Depuis quelques années, les architectes issus du continent africain prennent leur revanche sur la scène occidentale. L’Afrique commence même à revendiquer sa spécificité et ses maîtres en la matière.
L’Afrique est longtemps restée le continent-fantôme de l’architecture contemporaine. Aux yeux des Occidentaux du moins. Ce n’est plus le cas. D’ailleurs, pour qui connaît un brin le dit « berceau de l’Humanité », cela ne l’était pas vraiment. Quoi qu’il en soit, depuis quelques années, des maîtres d’œuvre issus d‘Afrique se propulsent régulièrement sur le devant de la scène. Ainsi, en 2016, à la Biennale d’architecture de Venise, le Nigérian Kunlé Adeyemi a décroché, à 40 ans, le Lion d’argent du jeune participant prometteur pour une « école flottante », dont on a alors pu voir un exemplaire installé dans un bassin de l’Arsenal. Il est, à ce jour, le seul architecte africain à avoir décroché un prix dans la cité des Doges.
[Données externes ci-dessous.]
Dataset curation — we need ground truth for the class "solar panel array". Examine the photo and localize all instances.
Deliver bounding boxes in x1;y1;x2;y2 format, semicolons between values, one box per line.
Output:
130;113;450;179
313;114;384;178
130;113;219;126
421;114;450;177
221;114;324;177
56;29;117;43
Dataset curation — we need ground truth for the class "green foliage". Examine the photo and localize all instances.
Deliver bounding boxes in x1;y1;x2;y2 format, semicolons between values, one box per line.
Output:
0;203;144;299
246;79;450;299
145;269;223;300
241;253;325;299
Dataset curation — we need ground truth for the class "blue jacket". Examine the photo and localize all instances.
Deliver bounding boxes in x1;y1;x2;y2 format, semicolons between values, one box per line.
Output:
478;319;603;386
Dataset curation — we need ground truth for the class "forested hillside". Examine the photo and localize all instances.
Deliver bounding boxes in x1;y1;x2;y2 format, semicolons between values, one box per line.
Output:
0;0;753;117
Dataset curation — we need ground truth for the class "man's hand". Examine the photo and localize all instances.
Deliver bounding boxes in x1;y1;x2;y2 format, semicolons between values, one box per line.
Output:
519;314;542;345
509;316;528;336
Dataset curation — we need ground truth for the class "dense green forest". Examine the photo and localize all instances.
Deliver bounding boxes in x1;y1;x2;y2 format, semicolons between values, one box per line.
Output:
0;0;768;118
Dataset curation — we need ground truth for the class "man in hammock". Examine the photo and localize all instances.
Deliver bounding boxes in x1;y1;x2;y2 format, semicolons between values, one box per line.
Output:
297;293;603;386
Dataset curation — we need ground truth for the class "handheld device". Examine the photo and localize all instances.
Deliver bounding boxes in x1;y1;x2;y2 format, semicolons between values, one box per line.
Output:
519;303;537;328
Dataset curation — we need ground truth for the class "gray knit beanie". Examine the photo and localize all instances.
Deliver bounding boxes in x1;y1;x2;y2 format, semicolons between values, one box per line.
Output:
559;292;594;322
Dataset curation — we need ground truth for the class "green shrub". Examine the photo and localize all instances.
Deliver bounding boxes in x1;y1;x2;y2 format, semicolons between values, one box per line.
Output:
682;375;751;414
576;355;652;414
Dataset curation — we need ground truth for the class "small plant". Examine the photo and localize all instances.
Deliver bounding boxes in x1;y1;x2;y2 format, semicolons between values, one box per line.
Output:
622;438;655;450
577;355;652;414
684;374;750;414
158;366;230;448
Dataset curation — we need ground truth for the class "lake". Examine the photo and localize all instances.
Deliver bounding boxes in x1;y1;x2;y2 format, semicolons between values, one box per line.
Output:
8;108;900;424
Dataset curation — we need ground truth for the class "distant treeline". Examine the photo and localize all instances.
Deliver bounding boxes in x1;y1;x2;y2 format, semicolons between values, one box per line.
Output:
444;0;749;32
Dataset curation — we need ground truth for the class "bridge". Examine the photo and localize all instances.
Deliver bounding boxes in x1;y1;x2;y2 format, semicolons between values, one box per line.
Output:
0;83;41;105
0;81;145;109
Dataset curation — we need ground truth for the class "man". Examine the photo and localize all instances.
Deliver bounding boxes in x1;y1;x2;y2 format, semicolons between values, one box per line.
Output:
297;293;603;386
L’an passé, le Burkinabé, récemment naturalisé allemand, Diébédo Francis Kéré fut, lui, le premier « Africain » à être invité à imaginer le Pavillon d’été de la Serpentine Gallery, à Londres, érigé chaque année depuis dix-neuf ans. Cette même année, David Adjaye, né en Tanzanie de parents ghanéens et naturalisés britanniques, auteur, en 2016, du plébiscité National Museum of African American History and Culture, à Washington, s’est vu désigné par le magazine Time comme l’une des cent personnes les plus influentes de l’année – seul architecte de la liste ! –, puis quelques jours plus tard, concordance des temps, officiellement anobli par le prince William en personne pour « services rendus à l’architecture ».
Ce trio de choc représente néanmoins l’exception à la règle, chacun d’eux ayant quitté son sol natal pour mieux y revenir, par la suite, à partir d’une base occidentale. Sir David Adjaye a ouvert son agence à Londres (avec filiales à New York et à Accra, au Ghana), Diébédo Francis Kéré à Berlin (antenne à Gando, au Burkina Faso) et Kunlé Adeyemi à Amsterdam (avec une succursale à Lagos, au Nigeria). Il n’empêche : ces trois maîtres d’œuvre produisent moult projets sur leur continent d’origine et pensent l’architecture de demain. Ainsi, s’il a également réalisé le Musée d’art contemporain de Denver ou l’École de management Skolkovo à Moscou, David Adjaye, 52 ans, planche actuellement sur des projets au Gabon ou au Nigeria ainsi qu’au Ghana, évidemment, dont un lycée à Elmina, un resortà Takoradi, ainsi que la future Cathédrale nationale du Ghana, à Accra.
De fait, l’Afrique s’est forgé une expertise dans des secteurs spécifiques, deux en particulier : l’architecture durable et l’architecture participative. Charpentier devenu architecte, Diébédo Francis Kéré, 53 ans, s’est fait connaître en 2001 avec une école élémentaire (prix Aga Khan pour l’architecture 2004), édifiée à Gando (Burkina Faso), sa ville natale. En 2008, il réalise une extension qui double la capacité du lieu (Global Award for Sustainable Architecture 2009 et Global Holcim Award 2012). Caractéristique : elles sont construites en terre crue. « On considère souvent la terre comme un matériau de construction destiné aux pauvres. C’est la raison pour laquelle on lui préfère de coûteux matériaux importés qui sont le plus souvent utilisés d’une manière totalement inappropriée », observe l’architecte.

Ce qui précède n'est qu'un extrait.